A systematic review and meta-analysis of 24 studies found that psychedelic-assisted therapy was not more effective than traditional antidepressants when compared under open-label conditions.
Researchers analyzed data from 8 psychedelic trials (249 patients) and 16 open-label antidepressant trials (7,921 patients), assessing changes in depression severity using the 17-item Hamilton Depression Rating Scale. The analysis found only a small difference in symptom improvement, favoring antidepressants but below levels considered clinically meaningful.
The study was designed to address a key methodological challenge in psychedelic research: functional unblinding. Because patients receiving psychedelics can often infer their treatment assignment due to pronounced subjective effects, trials may effectively operate as open label. The authors therefore compared psychedelic-assisted therapy with open-label antidepressant trials to better account for expectancy-related effects.
Both treatments were associated with substantial reductions in depression scores. Modeling estimates showed similar improvements for psychedelic therapy and antidepressants, with differences falling below thresholds for clinical significance.
The analysis also examined the role of blinding. Open-label antidepressant trials were associated with slightly greater improvements than blinded trials, although the effect size was small. In contrast, no meaningful difference was observed between blinded and open-label psychedelic trials, supporting the difficulty of maintaining blinding in these studies.
The authors suggested this may help explain why earlier placebo-controlled psychedelic trials appeared to show larger treatment effects than conventional antidepressant studies. In their interpretation, these differences may reflect expectancy effects related to treatment awareness as well as potentially weaker placebo responses in psychedelic trials.

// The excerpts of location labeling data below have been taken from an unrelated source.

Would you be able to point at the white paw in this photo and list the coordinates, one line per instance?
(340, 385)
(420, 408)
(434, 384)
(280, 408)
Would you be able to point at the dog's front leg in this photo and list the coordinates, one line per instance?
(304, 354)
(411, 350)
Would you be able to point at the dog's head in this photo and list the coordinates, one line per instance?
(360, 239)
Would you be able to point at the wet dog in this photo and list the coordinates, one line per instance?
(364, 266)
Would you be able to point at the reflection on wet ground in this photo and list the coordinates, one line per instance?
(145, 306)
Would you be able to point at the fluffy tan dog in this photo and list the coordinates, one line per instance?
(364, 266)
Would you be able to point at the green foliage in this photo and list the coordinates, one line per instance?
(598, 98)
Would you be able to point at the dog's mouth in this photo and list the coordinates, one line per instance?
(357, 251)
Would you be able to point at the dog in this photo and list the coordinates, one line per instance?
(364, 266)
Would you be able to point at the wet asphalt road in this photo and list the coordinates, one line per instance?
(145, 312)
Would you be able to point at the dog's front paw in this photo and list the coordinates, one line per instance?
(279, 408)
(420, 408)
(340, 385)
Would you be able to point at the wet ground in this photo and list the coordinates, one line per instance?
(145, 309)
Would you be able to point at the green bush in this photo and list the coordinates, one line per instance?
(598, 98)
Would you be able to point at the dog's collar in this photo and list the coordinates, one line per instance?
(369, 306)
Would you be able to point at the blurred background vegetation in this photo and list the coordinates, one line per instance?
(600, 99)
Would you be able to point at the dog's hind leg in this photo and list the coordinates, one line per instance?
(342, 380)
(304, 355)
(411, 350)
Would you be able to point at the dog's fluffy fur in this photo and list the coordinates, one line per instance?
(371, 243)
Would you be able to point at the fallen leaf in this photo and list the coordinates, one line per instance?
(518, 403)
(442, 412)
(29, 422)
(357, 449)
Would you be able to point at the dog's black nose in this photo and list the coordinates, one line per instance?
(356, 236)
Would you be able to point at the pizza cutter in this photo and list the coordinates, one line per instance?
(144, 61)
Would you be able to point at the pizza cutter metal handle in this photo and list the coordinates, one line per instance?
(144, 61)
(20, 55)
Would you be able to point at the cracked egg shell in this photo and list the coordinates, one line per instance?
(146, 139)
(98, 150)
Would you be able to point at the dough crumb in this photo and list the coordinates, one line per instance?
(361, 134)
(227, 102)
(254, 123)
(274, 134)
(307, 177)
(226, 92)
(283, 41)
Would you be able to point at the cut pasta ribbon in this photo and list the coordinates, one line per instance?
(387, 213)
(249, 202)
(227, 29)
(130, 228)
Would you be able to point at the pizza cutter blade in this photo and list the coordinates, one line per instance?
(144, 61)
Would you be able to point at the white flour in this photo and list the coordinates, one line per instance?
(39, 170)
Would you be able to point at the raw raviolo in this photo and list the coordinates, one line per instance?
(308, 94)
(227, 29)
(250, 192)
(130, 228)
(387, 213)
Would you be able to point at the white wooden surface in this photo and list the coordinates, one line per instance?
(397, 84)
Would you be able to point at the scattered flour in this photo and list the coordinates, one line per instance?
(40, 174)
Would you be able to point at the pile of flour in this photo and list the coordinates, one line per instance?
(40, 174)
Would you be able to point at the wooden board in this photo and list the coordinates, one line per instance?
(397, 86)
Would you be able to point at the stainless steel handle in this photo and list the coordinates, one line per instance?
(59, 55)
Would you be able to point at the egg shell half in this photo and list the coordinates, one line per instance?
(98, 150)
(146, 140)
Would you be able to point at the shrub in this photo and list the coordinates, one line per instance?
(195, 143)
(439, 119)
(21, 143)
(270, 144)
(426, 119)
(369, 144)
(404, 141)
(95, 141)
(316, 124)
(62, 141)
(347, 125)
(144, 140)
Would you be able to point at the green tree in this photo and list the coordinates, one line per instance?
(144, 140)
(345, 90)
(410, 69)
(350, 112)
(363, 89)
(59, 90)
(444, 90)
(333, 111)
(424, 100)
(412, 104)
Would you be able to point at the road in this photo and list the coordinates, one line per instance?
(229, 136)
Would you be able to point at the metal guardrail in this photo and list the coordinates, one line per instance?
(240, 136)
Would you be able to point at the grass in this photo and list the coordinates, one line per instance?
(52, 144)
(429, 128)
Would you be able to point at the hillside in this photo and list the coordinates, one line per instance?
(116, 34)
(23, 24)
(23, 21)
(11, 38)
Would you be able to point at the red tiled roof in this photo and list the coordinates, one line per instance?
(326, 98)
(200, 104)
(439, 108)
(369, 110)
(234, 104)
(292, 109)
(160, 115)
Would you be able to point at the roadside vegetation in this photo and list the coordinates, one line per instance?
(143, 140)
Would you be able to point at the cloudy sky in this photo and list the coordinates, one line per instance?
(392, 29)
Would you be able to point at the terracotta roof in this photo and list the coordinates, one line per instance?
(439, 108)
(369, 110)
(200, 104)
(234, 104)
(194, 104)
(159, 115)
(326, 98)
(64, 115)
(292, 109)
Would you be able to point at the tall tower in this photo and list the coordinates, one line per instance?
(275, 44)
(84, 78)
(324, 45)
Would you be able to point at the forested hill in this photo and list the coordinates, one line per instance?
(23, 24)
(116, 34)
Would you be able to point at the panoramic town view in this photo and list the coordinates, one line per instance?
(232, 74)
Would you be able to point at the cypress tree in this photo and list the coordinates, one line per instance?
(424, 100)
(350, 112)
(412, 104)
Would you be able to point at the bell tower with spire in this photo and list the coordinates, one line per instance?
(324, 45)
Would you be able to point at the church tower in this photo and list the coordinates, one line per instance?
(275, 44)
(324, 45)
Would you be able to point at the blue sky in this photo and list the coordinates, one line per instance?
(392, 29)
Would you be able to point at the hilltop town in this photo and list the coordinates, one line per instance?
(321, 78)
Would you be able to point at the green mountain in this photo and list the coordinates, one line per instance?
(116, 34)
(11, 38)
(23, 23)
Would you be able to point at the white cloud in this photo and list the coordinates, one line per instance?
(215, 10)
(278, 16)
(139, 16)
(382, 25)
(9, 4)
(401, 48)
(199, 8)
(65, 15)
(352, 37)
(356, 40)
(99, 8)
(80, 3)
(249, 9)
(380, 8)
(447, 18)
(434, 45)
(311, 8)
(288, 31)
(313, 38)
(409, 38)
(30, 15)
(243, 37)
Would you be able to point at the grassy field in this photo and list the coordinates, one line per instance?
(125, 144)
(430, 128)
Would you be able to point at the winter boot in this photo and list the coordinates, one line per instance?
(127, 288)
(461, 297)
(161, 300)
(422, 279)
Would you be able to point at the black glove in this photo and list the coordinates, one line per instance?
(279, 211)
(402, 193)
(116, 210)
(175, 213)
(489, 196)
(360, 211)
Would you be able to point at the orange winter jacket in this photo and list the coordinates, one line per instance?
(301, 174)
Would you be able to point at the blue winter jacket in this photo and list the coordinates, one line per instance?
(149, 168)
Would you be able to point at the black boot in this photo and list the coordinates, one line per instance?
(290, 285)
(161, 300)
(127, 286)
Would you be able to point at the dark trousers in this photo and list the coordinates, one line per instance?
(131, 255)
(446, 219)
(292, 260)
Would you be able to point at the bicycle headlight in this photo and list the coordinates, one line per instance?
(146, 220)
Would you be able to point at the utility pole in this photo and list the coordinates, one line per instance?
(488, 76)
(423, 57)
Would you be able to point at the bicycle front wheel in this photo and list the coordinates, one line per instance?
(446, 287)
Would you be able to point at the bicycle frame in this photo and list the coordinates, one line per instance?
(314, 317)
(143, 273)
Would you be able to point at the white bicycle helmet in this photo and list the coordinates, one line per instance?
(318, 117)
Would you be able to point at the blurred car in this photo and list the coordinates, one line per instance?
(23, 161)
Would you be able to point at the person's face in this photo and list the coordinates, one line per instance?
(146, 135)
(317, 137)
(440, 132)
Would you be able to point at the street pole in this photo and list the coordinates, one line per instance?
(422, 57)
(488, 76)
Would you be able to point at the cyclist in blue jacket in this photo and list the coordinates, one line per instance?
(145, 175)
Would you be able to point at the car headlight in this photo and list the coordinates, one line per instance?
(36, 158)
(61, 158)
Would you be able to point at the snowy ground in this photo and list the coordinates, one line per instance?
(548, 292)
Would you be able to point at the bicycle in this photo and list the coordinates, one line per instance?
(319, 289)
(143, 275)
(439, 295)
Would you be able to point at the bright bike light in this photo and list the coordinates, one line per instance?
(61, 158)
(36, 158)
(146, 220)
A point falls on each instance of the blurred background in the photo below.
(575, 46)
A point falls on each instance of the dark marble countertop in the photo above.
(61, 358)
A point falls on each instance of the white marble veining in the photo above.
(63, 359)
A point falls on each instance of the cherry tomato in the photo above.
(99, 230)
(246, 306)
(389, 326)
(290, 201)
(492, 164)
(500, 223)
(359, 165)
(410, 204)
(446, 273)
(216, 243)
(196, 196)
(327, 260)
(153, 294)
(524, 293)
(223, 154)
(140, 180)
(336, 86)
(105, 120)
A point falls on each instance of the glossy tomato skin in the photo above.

Findings were consistent across sensitivity analyses, including those restricted to specific antidepressant classes and to trials outside treatment-resistant depression.
The authors said the results support more cautious interpretation of apparent advantages reported in psychedelic depression trials.
The lead author reported receiving personal fees for consulting from Roche outside the submitted work. No other disclosures were reported.